‘Locavore’: 2007 OUP Word Of The Year

There’s a smack-down in the world of Word of the Year. Since 1991, it was the American Dialect Society which handed out the most repeated “Word of the Year” (as well as other variations, such as “Most Useful” or “Most Outrageous”). But the New Oxford American Dictionary is now in on the act, and the word this year is… ‘locavore’.

No, this isn’t a word for how Godzilla eats locations like herbivores eat herbs and omnivores eat dilemmas. Locavores eat close to home — they eat locally-grown produce, join local CSAs, visit farmer’s markets, garden, and may actually know the farmers who made their food.
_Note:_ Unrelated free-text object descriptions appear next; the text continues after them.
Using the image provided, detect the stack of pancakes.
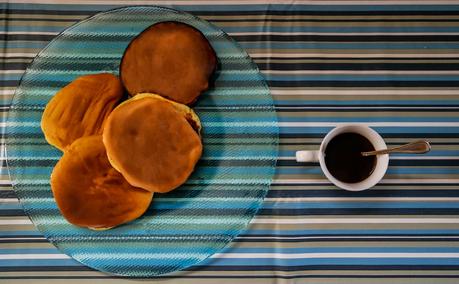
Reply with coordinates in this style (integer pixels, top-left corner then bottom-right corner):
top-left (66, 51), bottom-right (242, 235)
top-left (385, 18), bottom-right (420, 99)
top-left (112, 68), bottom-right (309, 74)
top-left (41, 22), bottom-right (217, 230)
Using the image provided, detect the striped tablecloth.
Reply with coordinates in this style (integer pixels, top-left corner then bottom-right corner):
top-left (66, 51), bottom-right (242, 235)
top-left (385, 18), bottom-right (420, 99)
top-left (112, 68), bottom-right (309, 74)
top-left (1, 1), bottom-right (459, 283)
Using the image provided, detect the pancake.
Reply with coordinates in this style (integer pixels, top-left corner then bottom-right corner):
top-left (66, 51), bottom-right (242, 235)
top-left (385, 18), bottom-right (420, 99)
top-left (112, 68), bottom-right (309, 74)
top-left (102, 93), bottom-right (202, 193)
top-left (51, 135), bottom-right (153, 230)
top-left (41, 73), bottom-right (124, 151)
top-left (120, 21), bottom-right (217, 105)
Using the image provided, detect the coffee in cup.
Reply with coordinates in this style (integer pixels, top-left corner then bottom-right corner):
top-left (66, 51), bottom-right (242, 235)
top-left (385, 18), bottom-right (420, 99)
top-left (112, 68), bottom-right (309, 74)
top-left (324, 132), bottom-right (376, 183)
top-left (296, 124), bottom-right (389, 191)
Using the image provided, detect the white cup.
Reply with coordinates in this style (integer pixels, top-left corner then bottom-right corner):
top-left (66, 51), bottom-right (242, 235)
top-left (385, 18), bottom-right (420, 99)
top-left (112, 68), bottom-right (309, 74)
top-left (295, 124), bottom-right (389, 191)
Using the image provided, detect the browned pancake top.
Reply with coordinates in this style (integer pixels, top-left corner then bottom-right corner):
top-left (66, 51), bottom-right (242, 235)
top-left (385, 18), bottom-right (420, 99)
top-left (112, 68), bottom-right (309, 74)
top-left (120, 21), bottom-right (216, 105)
top-left (41, 73), bottom-right (124, 151)
top-left (103, 94), bottom-right (202, 193)
top-left (51, 135), bottom-right (153, 229)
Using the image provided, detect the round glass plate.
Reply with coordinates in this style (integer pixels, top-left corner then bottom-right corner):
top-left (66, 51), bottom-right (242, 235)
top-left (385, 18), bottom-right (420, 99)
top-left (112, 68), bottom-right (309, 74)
top-left (5, 6), bottom-right (278, 277)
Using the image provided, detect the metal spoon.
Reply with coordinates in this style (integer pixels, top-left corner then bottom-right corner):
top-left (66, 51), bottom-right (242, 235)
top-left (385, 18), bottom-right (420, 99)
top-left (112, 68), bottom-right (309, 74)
top-left (361, 140), bottom-right (431, 157)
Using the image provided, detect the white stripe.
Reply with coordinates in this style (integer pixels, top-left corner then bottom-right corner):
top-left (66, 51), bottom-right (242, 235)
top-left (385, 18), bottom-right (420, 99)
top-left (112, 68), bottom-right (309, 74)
top-left (252, 218), bottom-right (459, 224)
top-left (0, 32), bottom-right (58, 35)
top-left (264, 197), bottom-right (459, 202)
top-left (0, 90), bottom-right (16, 96)
top-left (276, 106), bottom-right (459, 110)
top-left (0, 219), bottom-right (31, 225)
top-left (3, 122), bottom-right (40, 127)
top-left (213, 252), bottom-right (459, 259)
top-left (265, 70), bottom-right (459, 75)
top-left (235, 32), bottom-right (459, 36)
top-left (250, 53), bottom-right (459, 58)
top-left (278, 156), bottom-right (459, 160)
top-left (271, 89), bottom-right (459, 96)
top-left (0, 254), bottom-right (70, 260)
top-left (193, 106), bottom-right (459, 110)
top-left (238, 236), bottom-right (459, 240)
top-left (278, 122), bottom-right (459, 127)
top-left (272, 178), bottom-right (459, 184)
top-left (0, 198), bottom-right (19, 203)
top-left (0, 53), bottom-right (36, 58)
top-left (391, 156), bottom-right (459, 160)
top-left (0, 70), bottom-right (24, 75)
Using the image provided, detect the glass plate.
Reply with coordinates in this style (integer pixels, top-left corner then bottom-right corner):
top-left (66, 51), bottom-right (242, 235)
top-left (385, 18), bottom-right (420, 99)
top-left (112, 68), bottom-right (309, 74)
top-left (5, 6), bottom-right (278, 277)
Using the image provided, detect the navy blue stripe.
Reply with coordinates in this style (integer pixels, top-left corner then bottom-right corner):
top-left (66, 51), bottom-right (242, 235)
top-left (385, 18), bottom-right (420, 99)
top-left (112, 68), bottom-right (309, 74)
top-left (7, 8), bottom-right (459, 16)
top-left (188, 265), bottom-right (459, 271)
top-left (268, 190), bottom-right (459, 198)
top-left (269, 81), bottom-right (459, 87)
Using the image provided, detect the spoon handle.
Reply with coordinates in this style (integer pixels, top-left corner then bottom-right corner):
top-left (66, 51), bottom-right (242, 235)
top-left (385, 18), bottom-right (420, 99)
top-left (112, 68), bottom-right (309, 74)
top-left (362, 140), bottom-right (431, 156)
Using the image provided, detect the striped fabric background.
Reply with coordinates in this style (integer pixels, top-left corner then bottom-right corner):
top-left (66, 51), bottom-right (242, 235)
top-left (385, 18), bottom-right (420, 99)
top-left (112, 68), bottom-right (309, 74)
top-left (1, 1), bottom-right (459, 283)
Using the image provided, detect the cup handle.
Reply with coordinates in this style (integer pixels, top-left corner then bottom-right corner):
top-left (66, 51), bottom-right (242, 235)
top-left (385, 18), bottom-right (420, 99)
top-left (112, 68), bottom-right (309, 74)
top-left (296, 150), bottom-right (320, 163)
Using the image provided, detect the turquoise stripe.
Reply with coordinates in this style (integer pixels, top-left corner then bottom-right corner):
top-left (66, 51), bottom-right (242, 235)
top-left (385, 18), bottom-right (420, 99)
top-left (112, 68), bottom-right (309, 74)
top-left (0, 249), bottom-right (61, 254)
top-left (3, 42), bottom-right (49, 49)
top-left (11, 39), bottom-right (459, 51)
top-left (0, 231), bottom-right (45, 236)
top-left (6, 165), bottom-right (279, 175)
top-left (0, 26), bottom-right (67, 33)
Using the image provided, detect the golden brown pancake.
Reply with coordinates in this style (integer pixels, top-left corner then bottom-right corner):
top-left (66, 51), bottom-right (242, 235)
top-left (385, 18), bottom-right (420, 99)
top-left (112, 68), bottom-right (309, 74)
top-left (41, 73), bottom-right (124, 151)
top-left (102, 93), bottom-right (202, 193)
top-left (51, 135), bottom-right (153, 230)
top-left (120, 21), bottom-right (217, 105)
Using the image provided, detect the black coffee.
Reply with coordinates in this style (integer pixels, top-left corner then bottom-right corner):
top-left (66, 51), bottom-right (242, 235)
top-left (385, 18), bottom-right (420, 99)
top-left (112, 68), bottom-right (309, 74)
top-left (324, 132), bottom-right (376, 183)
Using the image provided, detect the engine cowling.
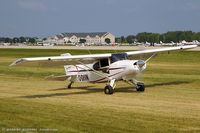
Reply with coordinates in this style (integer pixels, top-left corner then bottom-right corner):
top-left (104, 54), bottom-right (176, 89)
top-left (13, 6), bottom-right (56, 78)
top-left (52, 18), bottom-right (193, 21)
top-left (134, 60), bottom-right (146, 72)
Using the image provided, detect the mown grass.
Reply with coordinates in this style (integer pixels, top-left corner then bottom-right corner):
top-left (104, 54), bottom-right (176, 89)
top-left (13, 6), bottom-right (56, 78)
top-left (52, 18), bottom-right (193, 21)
top-left (0, 48), bottom-right (200, 133)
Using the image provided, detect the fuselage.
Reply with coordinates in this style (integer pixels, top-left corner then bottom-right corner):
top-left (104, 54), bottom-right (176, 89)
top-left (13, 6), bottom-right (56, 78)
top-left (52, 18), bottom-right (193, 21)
top-left (64, 60), bottom-right (146, 83)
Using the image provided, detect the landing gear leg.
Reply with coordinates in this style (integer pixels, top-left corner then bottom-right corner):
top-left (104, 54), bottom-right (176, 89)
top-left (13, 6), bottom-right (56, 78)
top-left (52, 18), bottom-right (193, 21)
top-left (67, 81), bottom-right (74, 89)
top-left (104, 79), bottom-right (116, 95)
top-left (67, 76), bottom-right (76, 89)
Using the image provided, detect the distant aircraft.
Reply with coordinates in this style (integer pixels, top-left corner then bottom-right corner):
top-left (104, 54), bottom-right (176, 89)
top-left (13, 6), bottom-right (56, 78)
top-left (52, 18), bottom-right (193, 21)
top-left (3, 43), bottom-right (10, 46)
top-left (10, 45), bottom-right (197, 94)
top-left (181, 40), bottom-right (200, 45)
top-left (145, 41), bottom-right (151, 46)
top-left (193, 40), bottom-right (200, 45)
top-left (161, 41), bottom-right (176, 46)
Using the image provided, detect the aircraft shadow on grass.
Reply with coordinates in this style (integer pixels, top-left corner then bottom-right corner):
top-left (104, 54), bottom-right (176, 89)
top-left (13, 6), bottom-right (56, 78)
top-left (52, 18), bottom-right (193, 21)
top-left (20, 80), bottom-right (192, 98)
top-left (116, 80), bottom-right (192, 92)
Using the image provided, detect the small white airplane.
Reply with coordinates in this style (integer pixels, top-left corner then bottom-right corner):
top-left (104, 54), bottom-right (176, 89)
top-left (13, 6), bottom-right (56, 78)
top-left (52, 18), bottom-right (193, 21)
top-left (10, 45), bottom-right (197, 94)
top-left (161, 41), bottom-right (176, 46)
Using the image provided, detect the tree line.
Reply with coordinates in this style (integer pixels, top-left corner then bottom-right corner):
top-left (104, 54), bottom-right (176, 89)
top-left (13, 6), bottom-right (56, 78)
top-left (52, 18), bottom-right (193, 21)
top-left (1, 31), bottom-right (200, 45)
top-left (116, 31), bottom-right (200, 44)
top-left (0, 37), bottom-right (36, 44)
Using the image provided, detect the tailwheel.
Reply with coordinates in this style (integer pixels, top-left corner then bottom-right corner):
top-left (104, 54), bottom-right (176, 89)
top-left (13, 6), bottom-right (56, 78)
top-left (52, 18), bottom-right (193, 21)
top-left (104, 85), bottom-right (114, 95)
top-left (136, 82), bottom-right (145, 92)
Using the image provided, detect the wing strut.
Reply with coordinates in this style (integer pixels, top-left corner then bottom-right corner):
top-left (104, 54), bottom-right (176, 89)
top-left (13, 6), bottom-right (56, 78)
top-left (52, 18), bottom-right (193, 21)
top-left (145, 53), bottom-right (157, 63)
top-left (76, 60), bottom-right (110, 80)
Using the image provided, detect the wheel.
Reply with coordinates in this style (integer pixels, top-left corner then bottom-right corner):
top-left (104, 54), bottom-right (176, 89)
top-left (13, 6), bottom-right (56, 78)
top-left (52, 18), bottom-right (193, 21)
top-left (104, 85), bottom-right (114, 94)
top-left (136, 82), bottom-right (145, 92)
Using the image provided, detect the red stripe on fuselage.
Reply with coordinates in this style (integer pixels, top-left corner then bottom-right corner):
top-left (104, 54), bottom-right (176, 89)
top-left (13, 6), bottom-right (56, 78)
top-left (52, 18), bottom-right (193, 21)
top-left (68, 67), bottom-right (125, 73)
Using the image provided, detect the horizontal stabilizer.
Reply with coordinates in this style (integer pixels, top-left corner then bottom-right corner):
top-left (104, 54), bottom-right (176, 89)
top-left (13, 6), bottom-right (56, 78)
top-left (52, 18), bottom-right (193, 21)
top-left (61, 53), bottom-right (71, 56)
top-left (45, 75), bottom-right (69, 81)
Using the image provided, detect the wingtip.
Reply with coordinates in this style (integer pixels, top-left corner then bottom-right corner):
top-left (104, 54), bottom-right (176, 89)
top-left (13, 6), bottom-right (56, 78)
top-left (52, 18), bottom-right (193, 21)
top-left (181, 45), bottom-right (198, 50)
top-left (9, 63), bottom-right (15, 67)
top-left (9, 58), bottom-right (25, 67)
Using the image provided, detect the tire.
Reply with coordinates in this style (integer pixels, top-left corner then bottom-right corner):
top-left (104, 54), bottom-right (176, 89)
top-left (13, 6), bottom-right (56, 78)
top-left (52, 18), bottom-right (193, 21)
top-left (104, 85), bottom-right (114, 94)
top-left (136, 83), bottom-right (145, 92)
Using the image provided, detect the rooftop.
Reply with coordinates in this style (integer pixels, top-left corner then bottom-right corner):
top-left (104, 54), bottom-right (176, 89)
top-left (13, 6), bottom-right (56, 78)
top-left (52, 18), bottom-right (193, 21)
top-left (60, 32), bottom-right (109, 38)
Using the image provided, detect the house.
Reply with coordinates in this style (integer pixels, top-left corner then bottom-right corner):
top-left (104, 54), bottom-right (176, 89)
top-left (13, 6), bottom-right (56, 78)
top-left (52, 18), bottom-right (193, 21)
top-left (44, 32), bottom-right (115, 45)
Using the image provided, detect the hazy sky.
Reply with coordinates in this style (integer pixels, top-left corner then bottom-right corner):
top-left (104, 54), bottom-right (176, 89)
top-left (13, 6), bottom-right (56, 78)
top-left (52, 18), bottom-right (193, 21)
top-left (1, 0), bottom-right (200, 37)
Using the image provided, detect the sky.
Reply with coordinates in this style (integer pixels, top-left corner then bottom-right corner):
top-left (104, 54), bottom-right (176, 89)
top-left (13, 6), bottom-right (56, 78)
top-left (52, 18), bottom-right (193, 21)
top-left (1, 0), bottom-right (200, 37)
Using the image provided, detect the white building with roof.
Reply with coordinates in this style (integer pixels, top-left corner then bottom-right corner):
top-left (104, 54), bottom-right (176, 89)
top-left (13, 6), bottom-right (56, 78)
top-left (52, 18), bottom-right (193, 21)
top-left (44, 32), bottom-right (115, 45)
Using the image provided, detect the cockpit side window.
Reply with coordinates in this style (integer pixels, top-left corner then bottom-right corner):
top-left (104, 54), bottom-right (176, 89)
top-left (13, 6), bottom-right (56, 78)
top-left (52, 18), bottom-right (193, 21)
top-left (93, 58), bottom-right (110, 70)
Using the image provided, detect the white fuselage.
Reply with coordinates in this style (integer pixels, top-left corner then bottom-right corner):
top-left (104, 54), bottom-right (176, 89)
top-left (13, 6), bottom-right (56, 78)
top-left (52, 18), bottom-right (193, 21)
top-left (64, 60), bottom-right (146, 83)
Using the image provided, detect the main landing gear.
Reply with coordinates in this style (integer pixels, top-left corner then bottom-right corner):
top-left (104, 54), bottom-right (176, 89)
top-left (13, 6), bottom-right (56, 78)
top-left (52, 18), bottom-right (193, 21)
top-left (131, 79), bottom-right (145, 92)
top-left (104, 79), bottom-right (116, 95)
top-left (126, 79), bottom-right (145, 92)
top-left (135, 82), bottom-right (145, 92)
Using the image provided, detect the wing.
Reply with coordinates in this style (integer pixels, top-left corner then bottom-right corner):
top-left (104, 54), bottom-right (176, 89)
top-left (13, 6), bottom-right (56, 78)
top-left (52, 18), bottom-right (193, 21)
top-left (45, 75), bottom-right (70, 81)
top-left (125, 45), bottom-right (197, 56)
top-left (10, 53), bottom-right (111, 66)
top-left (10, 45), bottom-right (197, 66)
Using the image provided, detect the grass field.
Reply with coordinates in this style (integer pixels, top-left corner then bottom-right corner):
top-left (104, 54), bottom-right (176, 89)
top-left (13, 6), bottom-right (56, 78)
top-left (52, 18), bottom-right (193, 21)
top-left (0, 48), bottom-right (200, 133)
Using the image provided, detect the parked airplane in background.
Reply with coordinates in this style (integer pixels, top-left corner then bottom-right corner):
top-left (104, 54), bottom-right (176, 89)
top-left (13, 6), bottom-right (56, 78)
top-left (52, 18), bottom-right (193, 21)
top-left (10, 45), bottom-right (197, 94)
top-left (3, 43), bottom-right (11, 46)
top-left (144, 41), bottom-right (151, 46)
top-left (181, 40), bottom-right (200, 45)
top-left (192, 40), bottom-right (200, 45)
top-left (161, 41), bottom-right (176, 46)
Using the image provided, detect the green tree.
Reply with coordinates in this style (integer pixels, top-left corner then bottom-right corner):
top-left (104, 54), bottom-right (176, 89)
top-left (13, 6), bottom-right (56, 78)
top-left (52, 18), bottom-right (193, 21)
top-left (28, 38), bottom-right (36, 44)
top-left (13, 37), bottom-right (19, 43)
top-left (0, 37), bottom-right (5, 42)
top-left (5, 38), bottom-right (12, 43)
top-left (115, 37), bottom-right (121, 43)
top-left (136, 32), bottom-right (148, 43)
top-left (136, 32), bottom-right (159, 43)
top-left (192, 32), bottom-right (200, 41)
top-left (79, 39), bottom-right (86, 43)
top-left (184, 31), bottom-right (193, 42)
top-left (120, 36), bottom-right (126, 43)
top-left (163, 32), bottom-right (177, 43)
top-left (19, 36), bottom-right (26, 43)
top-left (126, 35), bottom-right (136, 44)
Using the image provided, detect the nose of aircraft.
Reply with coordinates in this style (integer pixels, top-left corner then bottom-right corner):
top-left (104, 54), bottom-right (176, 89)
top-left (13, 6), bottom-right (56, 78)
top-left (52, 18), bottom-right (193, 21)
top-left (133, 60), bottom-right (146, 71)
top-left (137, 60), bottom-right (146, 68)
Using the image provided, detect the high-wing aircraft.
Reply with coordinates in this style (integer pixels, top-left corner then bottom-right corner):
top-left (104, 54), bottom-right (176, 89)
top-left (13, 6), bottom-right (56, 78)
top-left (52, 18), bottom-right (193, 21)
top-left (10, 45), bottom-right (197, 94)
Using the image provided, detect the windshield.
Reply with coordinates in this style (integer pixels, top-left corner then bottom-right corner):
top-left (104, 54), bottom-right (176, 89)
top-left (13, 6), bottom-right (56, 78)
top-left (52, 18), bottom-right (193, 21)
top-left (111, 53), bottom-right (128, 63)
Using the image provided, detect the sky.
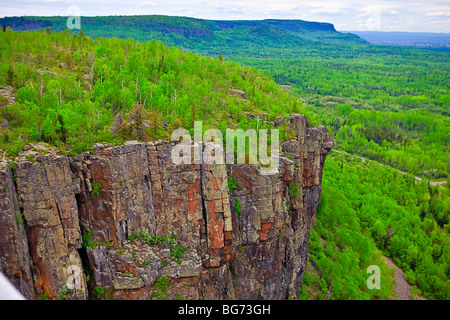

I really like this choice. Why do I mention it in a global warming blog posting? Because, in my view, eating close to home has an ideal dual relationship to global warming:

  • It is the one best thing you can do to lower your carbon footprint
  • It is one essential thing you’ll need to learn how to do if or when gloabl warming gets out of control

The amount of fossil fuel involved in eating mass-produced food (fertilizer, farming, packaging, and transport) is ridiculous, and the entire enterprise rests upon a system which does not price the true cost of burning carbon into its price. Fair enough — to avoid that system, you eat local — minimize the packaging, minimize the fertilizer, minimize the transport.

Let’s say that the true cost of carbon gets priced into the food. What will happen? Food prices will go waaaaay up. Or, let’s say global warming gets out of control, entire areas of the world become unsuitable for wide scale farming, and food gets scarcer. What then? Better learn what grows close to you, and better learn who knows how to do it!

That’s the double-win of being a locavore.